The question is just how big.
The company's board and bankers were in final stage talks with suitor TPG Capital on Thursday night, seeking to have a signed and firm takeover offer for the company.
Street Talk understands the parties were still a little apart on the exact number. While TPG boss Joel Thickins is renowned as a tough negotiator and the talks had ebbed and flowed in the past two days, sources in both camps were confident a deal could be struck and there would be an offer ready for shareholders as early as Friday.
Should TPG secure its target, it would be expected to seek at least a 20 per cent return for its own investors on an internal rate of return basis. It would also be 2½ years since TPG last had a crack at Greencross. It offered $6.75 a share in conjunction with rival The Carlyle Group, only to be knocked back by Greencross' board in February 2016.
It comes as listed equities fund managers and analysts have been thinking about Greencross' future, in light of changes to the wider retailing market. Their attention has been firmly on Greencross' balance sheet, with the company levered at 2.8-times EBITDA at June 30 and no big uptick in cash flow expected. It means the board may have an equity raising in the back of its mind, as it talks to TPG and others about a takeover offer.
It is understood TPG has since finished due diligence and secured funding for the offer.
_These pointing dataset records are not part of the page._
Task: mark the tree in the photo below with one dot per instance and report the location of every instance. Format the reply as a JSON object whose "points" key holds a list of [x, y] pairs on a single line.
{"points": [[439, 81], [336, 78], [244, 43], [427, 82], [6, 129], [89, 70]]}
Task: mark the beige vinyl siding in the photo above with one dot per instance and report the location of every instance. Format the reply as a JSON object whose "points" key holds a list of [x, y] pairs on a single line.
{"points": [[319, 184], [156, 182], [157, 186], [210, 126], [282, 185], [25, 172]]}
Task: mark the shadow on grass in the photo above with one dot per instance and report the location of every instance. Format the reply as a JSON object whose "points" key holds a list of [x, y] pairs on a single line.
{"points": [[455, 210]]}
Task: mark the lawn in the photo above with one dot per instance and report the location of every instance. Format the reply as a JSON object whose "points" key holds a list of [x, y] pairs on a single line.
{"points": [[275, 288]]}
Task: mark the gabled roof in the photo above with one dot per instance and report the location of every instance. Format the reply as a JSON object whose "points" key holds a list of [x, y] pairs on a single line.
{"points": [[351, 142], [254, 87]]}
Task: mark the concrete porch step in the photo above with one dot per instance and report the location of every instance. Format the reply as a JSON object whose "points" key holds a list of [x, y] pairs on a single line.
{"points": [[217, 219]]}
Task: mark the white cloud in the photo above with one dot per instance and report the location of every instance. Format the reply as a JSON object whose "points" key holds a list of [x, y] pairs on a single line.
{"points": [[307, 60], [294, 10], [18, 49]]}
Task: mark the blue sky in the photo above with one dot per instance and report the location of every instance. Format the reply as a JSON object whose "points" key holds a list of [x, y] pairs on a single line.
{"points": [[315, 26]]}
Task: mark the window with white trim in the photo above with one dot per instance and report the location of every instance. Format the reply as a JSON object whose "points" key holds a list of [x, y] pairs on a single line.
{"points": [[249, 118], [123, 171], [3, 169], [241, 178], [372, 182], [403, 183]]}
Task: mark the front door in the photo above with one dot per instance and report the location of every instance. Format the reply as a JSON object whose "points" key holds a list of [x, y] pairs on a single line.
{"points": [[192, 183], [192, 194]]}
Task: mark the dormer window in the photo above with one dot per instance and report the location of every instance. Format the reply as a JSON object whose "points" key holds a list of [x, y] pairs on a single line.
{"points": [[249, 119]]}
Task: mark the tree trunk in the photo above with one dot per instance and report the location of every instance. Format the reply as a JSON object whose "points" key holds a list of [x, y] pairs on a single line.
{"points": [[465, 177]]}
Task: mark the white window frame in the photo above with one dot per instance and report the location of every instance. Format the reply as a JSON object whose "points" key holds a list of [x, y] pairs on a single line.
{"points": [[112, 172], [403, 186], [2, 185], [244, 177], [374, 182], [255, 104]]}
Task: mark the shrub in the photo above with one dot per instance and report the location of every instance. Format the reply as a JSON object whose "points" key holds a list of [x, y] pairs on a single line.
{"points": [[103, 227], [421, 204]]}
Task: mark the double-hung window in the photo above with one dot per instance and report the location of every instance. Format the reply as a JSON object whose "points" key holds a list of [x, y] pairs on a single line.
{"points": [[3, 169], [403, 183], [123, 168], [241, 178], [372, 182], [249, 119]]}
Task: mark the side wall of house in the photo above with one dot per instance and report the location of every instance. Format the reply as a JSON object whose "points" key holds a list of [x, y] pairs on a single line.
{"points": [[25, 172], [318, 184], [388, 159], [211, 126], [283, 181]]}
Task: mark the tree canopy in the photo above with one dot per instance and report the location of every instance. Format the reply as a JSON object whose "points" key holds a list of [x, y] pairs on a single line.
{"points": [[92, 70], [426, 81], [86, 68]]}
The buyout firm has UBS and Credit Suisse were on board to handle the funding, sources said.
Macquarie Capital and boutique Allier Capital are advising Greencross. Law firms Clayton Utz (Greencross) and Gilbert + Tobin (TPG) are also involved.
A bid at $5.35 would be about a 30 per cent premium to the undisturbed share price and value Greencross' equity at about $645 million. Add debt and the deal size would jump to about $910 million, based on Greencross' $268 million net debt at June 30.